With The Merge around the corner (I’ve read posts from 2014 starting with exactly the same sentence) I thought it would be a good time to share something I wrote when researching proof of stake.
This is basically my version of what the heck is proof of stake and how does it work anyway, particularly the how does it work part. It goes over Tendermint but focuses on Gasper, which is what Ethereum will implement.
If you prefer, there is a PDF version of this article.
It is far from perfect, and at times it skews too much into just notes for myself. If you have any questions about it just ping me at @0xmatebabe on Twitter.
We start by analyzing consensus itself, listing the implementation strategies of proof-of-stake and then reviewing GASPER in more detail.
What is consensus anyway? Link to heading
Two main ingredients:
- A Fork Choice Rule: a function $fork()$ that when given a view $G$ (ie, a series of blocks) can identify a canonical chain with its single leaf node (ie: latest block) $B$. Intuitively: a rule for validators to choose the right chain when presented with conflicting blocks.

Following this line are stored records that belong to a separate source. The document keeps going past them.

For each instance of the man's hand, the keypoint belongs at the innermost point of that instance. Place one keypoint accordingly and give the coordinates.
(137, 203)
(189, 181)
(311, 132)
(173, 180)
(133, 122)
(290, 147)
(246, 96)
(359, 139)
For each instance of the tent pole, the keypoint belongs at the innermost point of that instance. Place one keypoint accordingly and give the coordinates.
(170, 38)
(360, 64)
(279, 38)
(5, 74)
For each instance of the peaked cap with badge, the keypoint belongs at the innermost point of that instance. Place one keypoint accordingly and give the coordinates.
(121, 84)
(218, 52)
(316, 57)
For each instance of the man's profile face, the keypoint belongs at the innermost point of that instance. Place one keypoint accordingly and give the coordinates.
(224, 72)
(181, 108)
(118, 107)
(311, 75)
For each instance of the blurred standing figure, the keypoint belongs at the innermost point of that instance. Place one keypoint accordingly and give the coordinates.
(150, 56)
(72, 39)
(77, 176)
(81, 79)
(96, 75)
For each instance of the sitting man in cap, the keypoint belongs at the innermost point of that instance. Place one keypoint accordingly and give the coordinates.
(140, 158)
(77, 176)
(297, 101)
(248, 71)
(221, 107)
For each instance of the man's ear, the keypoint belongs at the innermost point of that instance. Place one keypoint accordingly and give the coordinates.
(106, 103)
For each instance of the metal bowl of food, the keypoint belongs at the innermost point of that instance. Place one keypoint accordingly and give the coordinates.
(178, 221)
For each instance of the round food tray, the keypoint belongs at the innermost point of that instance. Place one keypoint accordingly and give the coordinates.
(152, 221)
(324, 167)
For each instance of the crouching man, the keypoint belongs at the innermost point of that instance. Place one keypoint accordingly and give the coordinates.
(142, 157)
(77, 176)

- A Finality definition: a function $fork$ that given $G$ will return a set $F(G)$ of finalized blocks which will never be removed from the canonical chain.
- Slashing conditions: conditions that honest validators will never break and dishonest validators can be provably identified.

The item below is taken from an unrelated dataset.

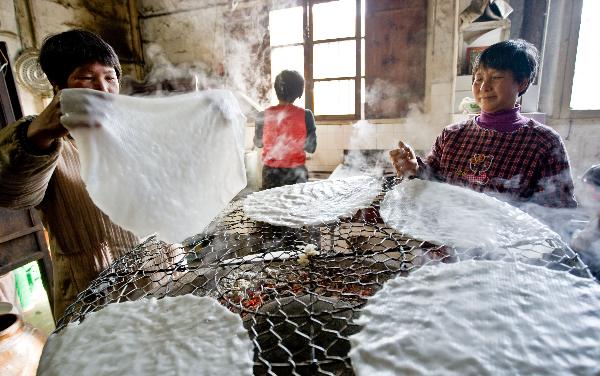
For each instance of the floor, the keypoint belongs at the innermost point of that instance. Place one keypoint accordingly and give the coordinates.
(38, 312)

Note that a consensus mechanism can have:
- Safety: if the set $F(G)$ of finalized blocks can never contain conflicting blocks.

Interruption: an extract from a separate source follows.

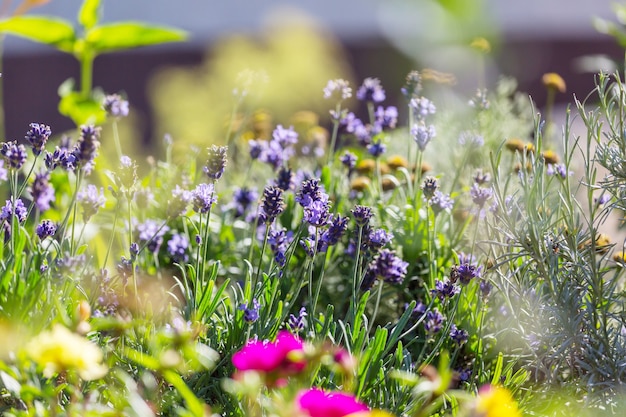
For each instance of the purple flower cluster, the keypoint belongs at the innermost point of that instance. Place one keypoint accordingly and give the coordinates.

- Liveness: if the $F(G)$ actually grows. Liveness can be plausible (impossible to become deadlocked) or probabilistic (if it liveness needs some probabilistic assumptions).
Pitfalls of PoS Link to heading
-
Nothing at stake: validators have no incentive to vote for a specific blob of data (in blockchain, a block). If several choices are present, the rational behavior is to vote for all of them to be assured I get the reward for voting on the winning choice. This is solved by slashing.
-
Long range attacks: if I can remove my deposit, I can, in collusion with other validators, remove it… then create a fork from the point where I was still a validator (why not? what are you gonna slash?). Here enters the embrace of weak subjectivity by PoS, which introduces subjectivty into the protocol: the biggest chain will not be always that with most work or stake, but some other considerations are taken into account: validators node must currently have a stake, etc.
-
Cartel formation: few validators with a lot of capital will outweight smaller ones. Tendermint basically accepts this. Casper protocol is the only construction which tries to fight this with in-consensus censorship-resistance incentives (which ones?)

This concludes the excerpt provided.